Maps and data sets that have made longstanding impacts on society are often the most simple in design. In 1854 a massive cholera epidemic swept through the Soho district in London England, claiming the lives of 616 residents and bringing the area’s mortality rate to a staggering 12.8 percent. At the time, physicians and scientists subscribed to the theory that the cholera’s rapid spread was attributed to noxious or “bad air,” however, with a brilliant theory, two data sets, and a map, John Snow refuted the miasma theory and created what is now modern day epidemiology.

Snow’s approach to identifying the source of the Soho cholera outbreak is one that will always resonate. Prior to collecting vast amounts of data or creating maps, he started with a single hypothesis that could be validated with the ongoing deaths occurring in the district. John Snow believed that cholera was transmitted through ingestion not inhalation and it was this ember of an idea that sparked effective data collection and later a map that would lead him to the root cause of the epidemic. John Snow’s hypothesis was tested by comparing data on death count locations to proximity of the district’s water pumps. Death count sharply spiked in residences closest to the broad street pump. Efforts to connect the incidence of cholera with potential geographic sources centered on creating what is now known as a Voronoi diagram.

He mapped out the locations of individual water pumps and generated cells which represented all the points on his map which were closest to each pump. The section of Snow’s map representing areas in the city where the closest available source of water was the Broad Street pump circumscribed most cases of cholera. In the end the Soho restricted access to the pump by removing the handle and the cholera deaths dramatically decreased. It was later found that this public well had been dug only 3 feet (0.9 m) from an old cesspit that had begun to leak fecal bacteria. A baby who had contracted cholera from another source had its nappies (diapers) washed into this cesspit, the opening of which was under a nearby house that had been rebuilt farther away after a fire had destroyed the previous structure, and the street was widened by the city.

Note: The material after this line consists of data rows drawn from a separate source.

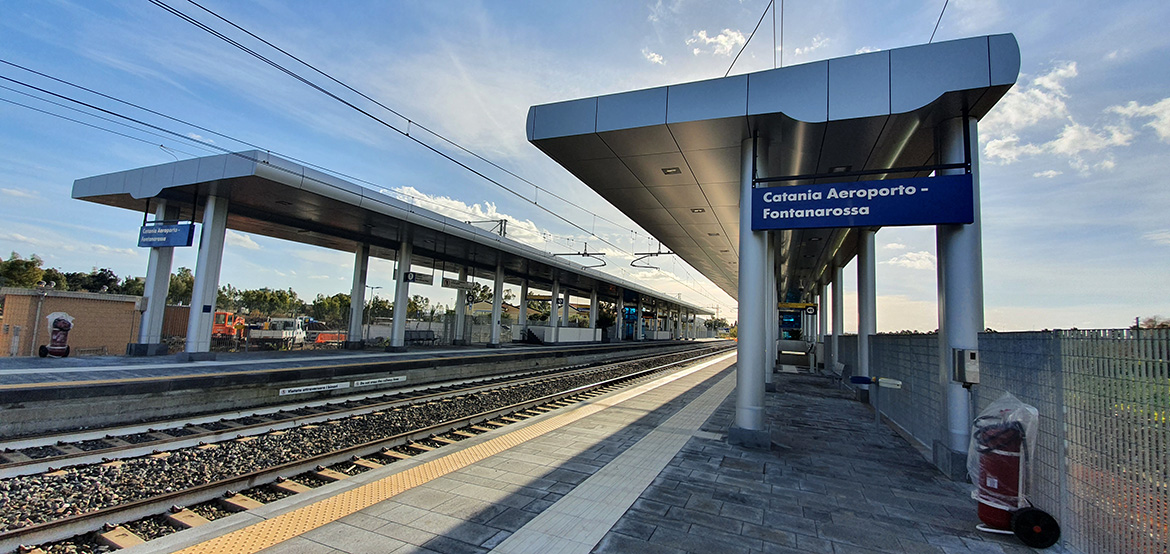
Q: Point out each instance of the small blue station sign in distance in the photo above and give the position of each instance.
(166, 235)
(890, 202)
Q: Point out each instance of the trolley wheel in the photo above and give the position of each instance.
(1036, 527)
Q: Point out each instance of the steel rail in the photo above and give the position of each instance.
(80, 524)
(50, 463)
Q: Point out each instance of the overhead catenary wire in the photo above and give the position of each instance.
(411, 123)
(744, 47)
(195, 142)
(940, 21)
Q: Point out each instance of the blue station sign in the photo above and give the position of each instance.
(890, 202)
(166, 235)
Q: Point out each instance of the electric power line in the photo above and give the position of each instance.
(744, 47)
(410, 122)
(940, 21)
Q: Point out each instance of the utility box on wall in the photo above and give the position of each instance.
(967, 366)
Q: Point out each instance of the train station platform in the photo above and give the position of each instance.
(640, 470)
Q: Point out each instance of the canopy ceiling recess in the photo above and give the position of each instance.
(669, 157)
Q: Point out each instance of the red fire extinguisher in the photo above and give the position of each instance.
(998, 463)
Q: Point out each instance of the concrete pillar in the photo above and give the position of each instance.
(357, 296)
(523, 306)
(592, 309)
(771, 313)
(959, 250)
(638, 320)
(620, 318)
(555, 313)
(838, 314)
(867, 303)
(823, 312)
(749, 427)
(207, 268)
(497, 303)
(401, 296)
(158, 283)
(564, 313)
(461, 311)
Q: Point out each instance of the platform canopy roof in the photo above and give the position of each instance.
(669, 157)
(273, 196)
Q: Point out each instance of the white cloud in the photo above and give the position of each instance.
(1158, 112)
(1029, 104)
(1161, 236)
(200, 138)
(236, 239)
(724, 43)
(920, 260)
(18, 193)
(1009, 150)
(817, 42)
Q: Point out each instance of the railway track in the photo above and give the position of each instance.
(140, 491)
(48, 454)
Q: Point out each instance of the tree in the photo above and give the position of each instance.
(227, 298)
(539, 310)
(183, 283)
(132, 286)
(54, 275)
(418, 306)
(479, 293)
(331, 310)
(379, 307)
(21, 272)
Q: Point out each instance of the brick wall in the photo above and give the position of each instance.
(100, 320)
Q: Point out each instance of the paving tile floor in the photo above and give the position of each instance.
(832, 483)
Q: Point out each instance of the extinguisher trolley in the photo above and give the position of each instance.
(998, 463)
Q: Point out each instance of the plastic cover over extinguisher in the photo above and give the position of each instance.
(1003, 444)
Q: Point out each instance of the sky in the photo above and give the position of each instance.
(1075, 203)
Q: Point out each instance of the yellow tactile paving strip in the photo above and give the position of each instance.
(288, 525)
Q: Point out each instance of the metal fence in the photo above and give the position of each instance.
(1102, 463)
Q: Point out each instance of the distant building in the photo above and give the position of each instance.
(103, 324)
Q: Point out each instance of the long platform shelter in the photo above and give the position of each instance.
(771, 182)
(259, 193)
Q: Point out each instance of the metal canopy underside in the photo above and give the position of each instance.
(276, 198)
(669, 157)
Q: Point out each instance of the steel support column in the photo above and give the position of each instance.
(867, 302)
(555, 311)
(620, 318)
(497, 303)
(523, 309)
(750, 428)
(959, 250)
(461, 311)
(357, 296)
(158, 282)
(838, 314)
(207, 269)
(401, 296)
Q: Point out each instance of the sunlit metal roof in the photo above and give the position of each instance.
(273, 196)
(669, 157)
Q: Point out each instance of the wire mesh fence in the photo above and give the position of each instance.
(1102, 462)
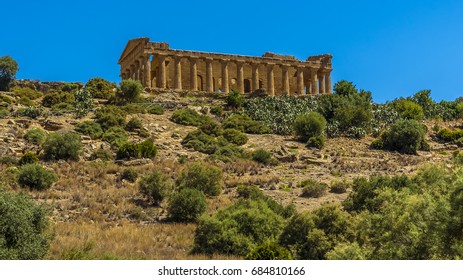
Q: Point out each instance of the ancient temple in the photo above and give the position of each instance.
(155, 65)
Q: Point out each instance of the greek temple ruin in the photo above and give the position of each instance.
(155, 65)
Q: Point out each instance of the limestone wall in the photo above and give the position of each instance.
(158, 66)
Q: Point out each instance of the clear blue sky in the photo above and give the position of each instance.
(392, 48)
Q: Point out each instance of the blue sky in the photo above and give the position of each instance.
(392, 48)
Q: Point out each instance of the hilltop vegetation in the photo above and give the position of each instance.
(127, 174)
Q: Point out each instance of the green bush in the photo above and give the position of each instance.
(155, 186)
(235, 99)
(262, 156)
(156, 110)
(109, 116)
(100, 88)
(27, 92)
(31, 112)
(102, 154)
(130, 90)
(130, 175)
(405, 136)
(55, 97)
(448, 135)
(83, 102)
(312, 188)
(211, 127)
(408, 109)
(187, 205)
(62, 146)
(202, 176)
(269, 251)
(145, 149)
(244, 123)
(339, 187)
(133, 124)
(27, 158)
(116, 136)
(23, 227)
(90, 128)
(235, 136)
(217, 111)
(188, 117)
(35, 136)
(316, 142)
(36, 177)
(237, 229)
(309, 125)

Solving the cholera epidemic is an example that underscores the true value in creating analysis and visualizations that are clear, well thought out, and grounded in the issue at hand. Taking a step back, analysts should always be able to state the problem they are solving in a few sentences. Snow leveraged basic statistics, had no access to modern day mapping software, and yet used his data visualization to give birth to an entirely new scientific field. In an era where analysts are constantly keeping up with the latest feature list and software release it’s critical that we remember why these tools have been developed in the first place. Combining good questions with a clear analytical approach will lead to groundbreaking visualizations but more importantly new information that moves our environment and society forward.